In the absence of knowledge to the contrary, defendants are entitled to the protection of the ordinary presumption that the person in whose name an account stands is the party in interest from whom instructions are to be taken ” (Timpson v. Allen, 149 N. Y. 513, 519-520). Or, phrased somewhat differently, Judge Andrews restated the presumption thus (Kittredge v. Grannis, 244 N. Y. 168, 177, supra):

1 ‘ Assuming, therefore, that there was a conversion . of these bonds by [plaintiff’s broker], or that in the sale there was a breach of faith amounting to fraud, the next question to be considered is exceptions touching the question as to whether [the defendant brokerage firm] became holders in good faith. As to them we start out with the presumption that the brokers having possession of these negotiable instruments had the right to sell them. They had presumably also the right-to pledge them for the amount due from the customer, and the pledgee taking them in due course might assume that the pledge was of right. In the absence of knowledge to the contrary or of facts which required inquiry [defendants] might rely upon these presumptions.”

That the pledge was unauthorized and constitued a conversion, or that the stock pledged was wholly paid for by the wrongdoer’s customer, does not alter the fact that title thereto was subject *503to the lien of the innocent pledgee for value (Le Marchant v. Moore, supra; Willard v. White, supra). Indeed, in Turnbull v. Longacre Bank (249 N. Y. 159, 164-165), we recognized the negotiable character of stock certificates, and held that an innocent pledgee for value from a thief was entitled to retain the stolen securities subject to the true owner’s right to redeem the pledge by paying the debt for which the certificates were collateral security.

Applying these principles to the instant case, it is manifest that the crucial issue is whether defendants had knowledge that Mendoza was not privileged to pledge the securities in question.
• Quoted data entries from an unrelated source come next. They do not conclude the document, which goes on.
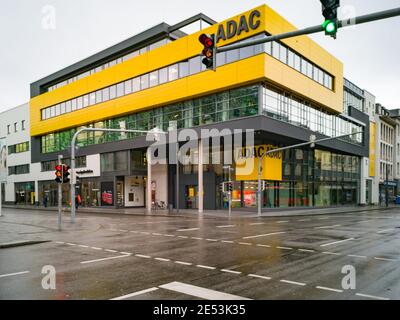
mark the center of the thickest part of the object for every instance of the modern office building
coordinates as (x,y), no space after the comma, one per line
(285,91)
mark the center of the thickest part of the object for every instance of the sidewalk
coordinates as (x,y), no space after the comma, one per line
(216,213)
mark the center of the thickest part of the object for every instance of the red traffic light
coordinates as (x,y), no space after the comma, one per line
(206,40)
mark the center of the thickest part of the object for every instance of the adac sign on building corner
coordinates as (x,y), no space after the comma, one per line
(236,27)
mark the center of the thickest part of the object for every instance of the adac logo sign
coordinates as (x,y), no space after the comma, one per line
(233,28)
(247,163)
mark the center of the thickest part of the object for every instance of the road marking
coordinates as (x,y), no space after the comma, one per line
(105,259)
(293,282)
(261,277)
(264,235)
(205,267)
(184,263)
(306,250)
(138,293)
(329,289)
(230,271)
(328,227)
(263,245)
(245,243)
(13,274)
(331,253)
(199,292)
(372,297)
(384,231)
(336,242)
(384,259)
(162,259)
(142,256)
(184,230)
(357,256)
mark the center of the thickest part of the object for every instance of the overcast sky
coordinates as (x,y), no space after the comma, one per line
(31,48)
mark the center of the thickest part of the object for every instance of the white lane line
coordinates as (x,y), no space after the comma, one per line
(263,245)
(336,242)
(162,259)
(264,235)
(245,243)
(260,277)
(371,297)
(384,259)
(384,231)
(306,250)
(205,267)
(357,256)
(329,289)
(184,263)
(199,292)
(142,256)
(105,259)
(331,253)
(328,227)
(231,271)
(13,274)
(293,282)
(184,230)
(138,293)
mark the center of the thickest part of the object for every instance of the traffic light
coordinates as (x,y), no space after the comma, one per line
(209,52)
(329,11)
(66,173)
(59,174)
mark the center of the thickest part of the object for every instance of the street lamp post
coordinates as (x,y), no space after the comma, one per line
(156,131)
(312,143)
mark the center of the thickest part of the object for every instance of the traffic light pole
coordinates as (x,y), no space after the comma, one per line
(60,157)
(309,143)
(315,29)
(73,145)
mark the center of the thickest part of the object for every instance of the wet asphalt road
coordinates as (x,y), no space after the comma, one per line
(110,256)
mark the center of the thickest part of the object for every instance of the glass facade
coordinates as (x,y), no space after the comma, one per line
(288,108)
(311,178)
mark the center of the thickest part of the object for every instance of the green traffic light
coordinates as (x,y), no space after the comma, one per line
(329,26)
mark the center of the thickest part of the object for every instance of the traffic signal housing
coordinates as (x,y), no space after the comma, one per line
(329,11)
(66,173)
(209,52)
(59,173)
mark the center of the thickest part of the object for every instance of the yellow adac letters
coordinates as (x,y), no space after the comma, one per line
(252,70)
(247,160)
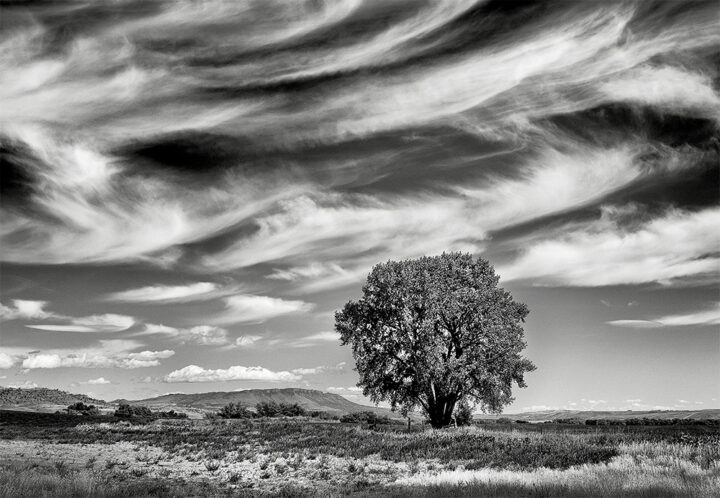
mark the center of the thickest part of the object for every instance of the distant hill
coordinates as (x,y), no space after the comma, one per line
(41,398)
(309,399)
(593,415)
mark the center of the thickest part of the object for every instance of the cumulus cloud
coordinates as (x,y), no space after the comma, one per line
(27,384)
(315,339)
(206,335)
(108,322)
(200,291)
(120,353)
(194,373)
(707,317)
(319,369)
(6,361)
(679,244)
(352,389)
(245,308)
(98,381)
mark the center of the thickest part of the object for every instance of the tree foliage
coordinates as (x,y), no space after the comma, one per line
(433,331)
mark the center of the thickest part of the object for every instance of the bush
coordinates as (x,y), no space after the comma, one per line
(130,411)
(171,414)
(234,410)
(83,409)
(273,409)
(365,417)
(323,415)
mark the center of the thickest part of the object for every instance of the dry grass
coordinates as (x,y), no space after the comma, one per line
(292,458)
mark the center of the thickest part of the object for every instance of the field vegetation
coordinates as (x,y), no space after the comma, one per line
(65,455)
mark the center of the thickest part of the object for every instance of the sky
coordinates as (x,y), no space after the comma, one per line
(190,189)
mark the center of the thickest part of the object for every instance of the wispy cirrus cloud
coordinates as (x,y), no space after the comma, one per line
(110,353)
(701,318)
(678,244)
(108,322)
(96,382)
(205,335)
(194,373)
(143,359)
(246,308)
(25,309)
(154,294)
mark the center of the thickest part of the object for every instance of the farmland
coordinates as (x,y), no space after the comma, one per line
(63,455)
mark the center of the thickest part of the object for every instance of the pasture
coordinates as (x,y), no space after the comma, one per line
(62,455)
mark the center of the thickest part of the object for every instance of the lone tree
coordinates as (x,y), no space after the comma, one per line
(436,331)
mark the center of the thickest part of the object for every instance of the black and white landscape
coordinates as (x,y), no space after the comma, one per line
(279,218)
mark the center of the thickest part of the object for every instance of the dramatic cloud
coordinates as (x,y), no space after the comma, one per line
(155,156)
(25,310)
(258,309)
(194,373)
(167,293)
(110,354)
(708,317)
(668,87)
(679,244)
(206,335)
(96,323)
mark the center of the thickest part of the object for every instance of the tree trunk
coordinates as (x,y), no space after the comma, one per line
(440,413)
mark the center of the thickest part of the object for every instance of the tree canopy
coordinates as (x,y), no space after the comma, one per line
(435,331)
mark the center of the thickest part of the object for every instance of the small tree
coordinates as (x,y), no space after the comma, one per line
(234,410)
(267,409)
(433,331)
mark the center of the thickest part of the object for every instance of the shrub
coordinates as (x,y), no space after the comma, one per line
(130,411)
(171,414)
(365,417)
(83,409)
(273,409)
(234,410)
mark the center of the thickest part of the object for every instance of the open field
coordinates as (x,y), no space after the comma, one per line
(51,455)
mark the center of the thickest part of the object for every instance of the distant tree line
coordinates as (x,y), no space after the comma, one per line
(127,411)
(82,409)
(606,421)
(124,411)
(264,409)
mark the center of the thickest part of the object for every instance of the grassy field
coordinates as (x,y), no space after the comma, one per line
(59,455)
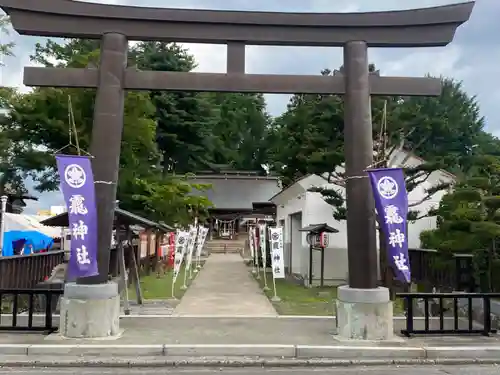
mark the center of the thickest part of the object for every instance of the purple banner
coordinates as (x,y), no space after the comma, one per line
(77,185)
(391,202)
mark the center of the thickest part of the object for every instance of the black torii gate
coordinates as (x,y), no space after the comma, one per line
(115,26)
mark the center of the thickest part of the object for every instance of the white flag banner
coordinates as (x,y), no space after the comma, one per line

This question is not one that may be answered on the basis of the present record, since the parties’ affidavits are in direct conflict on each point which might tend to resolve the issue one way or the other. Credibility of affiants is for the trier of facts, and may not be determined by the court on a motion for summary judgment (Di Donna v. Sachs, 9 A D 2d 576; Bernstein v. Kritzer, 224 App. Div. 387, 389).
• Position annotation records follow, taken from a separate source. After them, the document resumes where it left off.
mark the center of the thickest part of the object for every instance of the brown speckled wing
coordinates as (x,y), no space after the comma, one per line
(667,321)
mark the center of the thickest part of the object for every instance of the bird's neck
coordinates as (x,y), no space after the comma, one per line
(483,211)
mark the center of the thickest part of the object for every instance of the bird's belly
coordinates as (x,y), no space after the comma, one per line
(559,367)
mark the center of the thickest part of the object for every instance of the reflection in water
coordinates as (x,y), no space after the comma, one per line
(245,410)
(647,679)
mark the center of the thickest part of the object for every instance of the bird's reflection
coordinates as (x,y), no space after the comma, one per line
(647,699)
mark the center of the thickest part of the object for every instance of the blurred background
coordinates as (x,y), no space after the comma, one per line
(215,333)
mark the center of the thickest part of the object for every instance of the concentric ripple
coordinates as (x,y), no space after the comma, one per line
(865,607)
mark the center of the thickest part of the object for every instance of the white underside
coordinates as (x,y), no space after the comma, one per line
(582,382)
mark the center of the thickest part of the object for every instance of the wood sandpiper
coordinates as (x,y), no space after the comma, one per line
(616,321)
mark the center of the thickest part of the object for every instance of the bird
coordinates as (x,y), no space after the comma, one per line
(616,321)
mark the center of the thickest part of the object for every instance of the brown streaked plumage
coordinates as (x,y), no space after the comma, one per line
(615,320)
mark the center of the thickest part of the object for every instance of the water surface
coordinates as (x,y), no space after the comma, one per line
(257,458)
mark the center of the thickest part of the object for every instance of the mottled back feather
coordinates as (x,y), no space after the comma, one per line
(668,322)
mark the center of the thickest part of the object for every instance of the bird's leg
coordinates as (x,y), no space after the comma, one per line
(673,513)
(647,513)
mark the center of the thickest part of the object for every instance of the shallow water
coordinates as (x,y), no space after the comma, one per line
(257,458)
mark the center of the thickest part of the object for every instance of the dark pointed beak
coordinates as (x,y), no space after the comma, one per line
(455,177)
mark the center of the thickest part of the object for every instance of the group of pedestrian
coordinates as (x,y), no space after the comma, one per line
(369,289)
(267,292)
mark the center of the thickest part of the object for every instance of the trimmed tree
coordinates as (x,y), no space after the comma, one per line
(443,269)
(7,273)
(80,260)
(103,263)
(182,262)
We have in this case no evidence of custom or usage, nor do we have the testimony of Mendoza, the Cuban broker, with whom plaintiff had other accounts. It should be noted that defendants’ answer was served on November 7, 1960. They promptly served a demand for a bill of particulars which was furnished on November 17, 1960. Just eight days later plaintiff moved for summary judgment. In the meantime, defendants were trying to contact Mendoza, but efforts to communicate with him in Cuba failed in the short interval between service of the bill and the motion for summary judgment. We are told he is now in this country, and that11 his testimony could clarify the issues presently obscure ’ ’.
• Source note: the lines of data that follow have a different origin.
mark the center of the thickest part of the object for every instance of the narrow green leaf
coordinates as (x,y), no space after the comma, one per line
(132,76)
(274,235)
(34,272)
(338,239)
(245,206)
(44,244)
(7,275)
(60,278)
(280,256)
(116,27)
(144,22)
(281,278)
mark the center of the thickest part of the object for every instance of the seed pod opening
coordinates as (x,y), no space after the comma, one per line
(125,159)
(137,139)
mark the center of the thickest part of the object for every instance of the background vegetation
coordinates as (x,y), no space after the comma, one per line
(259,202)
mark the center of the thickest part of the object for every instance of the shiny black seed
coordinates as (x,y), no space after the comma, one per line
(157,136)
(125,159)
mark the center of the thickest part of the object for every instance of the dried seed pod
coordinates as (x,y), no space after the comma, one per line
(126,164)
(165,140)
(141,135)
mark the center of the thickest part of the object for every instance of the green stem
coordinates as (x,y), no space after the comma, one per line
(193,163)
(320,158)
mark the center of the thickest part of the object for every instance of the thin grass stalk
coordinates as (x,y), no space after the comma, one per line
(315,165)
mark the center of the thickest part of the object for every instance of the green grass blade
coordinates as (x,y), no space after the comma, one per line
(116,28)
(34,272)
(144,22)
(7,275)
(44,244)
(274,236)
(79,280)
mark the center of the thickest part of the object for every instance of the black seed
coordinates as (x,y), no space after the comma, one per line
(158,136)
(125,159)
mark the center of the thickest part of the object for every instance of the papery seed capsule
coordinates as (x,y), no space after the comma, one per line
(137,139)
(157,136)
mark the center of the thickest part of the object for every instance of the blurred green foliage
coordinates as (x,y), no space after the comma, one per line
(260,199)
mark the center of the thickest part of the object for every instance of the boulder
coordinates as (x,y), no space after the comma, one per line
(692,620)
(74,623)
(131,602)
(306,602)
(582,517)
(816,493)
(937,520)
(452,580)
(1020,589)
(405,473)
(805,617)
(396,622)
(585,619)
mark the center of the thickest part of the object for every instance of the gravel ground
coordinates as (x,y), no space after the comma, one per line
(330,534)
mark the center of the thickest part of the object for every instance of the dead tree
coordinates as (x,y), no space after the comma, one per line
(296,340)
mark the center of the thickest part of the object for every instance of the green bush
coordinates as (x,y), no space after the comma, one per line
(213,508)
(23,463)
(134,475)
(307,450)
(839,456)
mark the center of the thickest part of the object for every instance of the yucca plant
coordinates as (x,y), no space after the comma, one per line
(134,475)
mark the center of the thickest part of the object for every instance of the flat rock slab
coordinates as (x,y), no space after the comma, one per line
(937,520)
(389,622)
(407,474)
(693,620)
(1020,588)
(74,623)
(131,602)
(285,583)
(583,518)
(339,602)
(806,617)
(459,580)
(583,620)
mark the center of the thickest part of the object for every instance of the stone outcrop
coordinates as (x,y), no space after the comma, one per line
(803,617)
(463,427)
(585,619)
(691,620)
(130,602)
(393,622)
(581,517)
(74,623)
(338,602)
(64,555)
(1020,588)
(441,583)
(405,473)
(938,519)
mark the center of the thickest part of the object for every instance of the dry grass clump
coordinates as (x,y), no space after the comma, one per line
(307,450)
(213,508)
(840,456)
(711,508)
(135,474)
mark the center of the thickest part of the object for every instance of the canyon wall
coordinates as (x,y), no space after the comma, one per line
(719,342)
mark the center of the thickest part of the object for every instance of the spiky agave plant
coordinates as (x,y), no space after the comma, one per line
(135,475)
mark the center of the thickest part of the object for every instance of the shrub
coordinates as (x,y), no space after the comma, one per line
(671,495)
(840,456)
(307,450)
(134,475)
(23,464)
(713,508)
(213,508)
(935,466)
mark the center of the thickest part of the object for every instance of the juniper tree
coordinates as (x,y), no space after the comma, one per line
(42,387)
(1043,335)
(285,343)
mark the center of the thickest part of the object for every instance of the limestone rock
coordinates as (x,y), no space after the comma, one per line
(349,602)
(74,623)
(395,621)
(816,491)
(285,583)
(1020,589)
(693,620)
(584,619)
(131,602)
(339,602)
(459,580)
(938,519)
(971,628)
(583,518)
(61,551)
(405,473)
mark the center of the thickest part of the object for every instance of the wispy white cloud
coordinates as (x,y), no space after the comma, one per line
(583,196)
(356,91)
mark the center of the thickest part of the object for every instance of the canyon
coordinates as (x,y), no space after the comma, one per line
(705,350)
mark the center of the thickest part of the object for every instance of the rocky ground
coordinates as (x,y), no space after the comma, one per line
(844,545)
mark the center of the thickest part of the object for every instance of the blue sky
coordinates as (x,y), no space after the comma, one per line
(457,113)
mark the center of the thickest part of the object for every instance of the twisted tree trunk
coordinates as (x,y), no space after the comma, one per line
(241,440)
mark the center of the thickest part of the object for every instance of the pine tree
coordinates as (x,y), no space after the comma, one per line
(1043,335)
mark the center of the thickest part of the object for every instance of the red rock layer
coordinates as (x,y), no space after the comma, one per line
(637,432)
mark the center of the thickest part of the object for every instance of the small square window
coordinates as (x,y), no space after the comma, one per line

For all of the foregoing reasons, the judgment appealed from should be reversed and the motion for summary judgment denied, with costs.

Judges Dye, Burke and Foster concur with Judge Fuld; Judge Froessel dissents in an opinion in which Chief Judge Desmond and Judge Van Voorhis concur.

Judgment affirmed.

. That agreement provided that defendants “are acting as broker for” Mendoza “ and not for any other person, and that ” Mendoza “ is liable to you for all commitments incurred and amounts due on transactions in said account ”.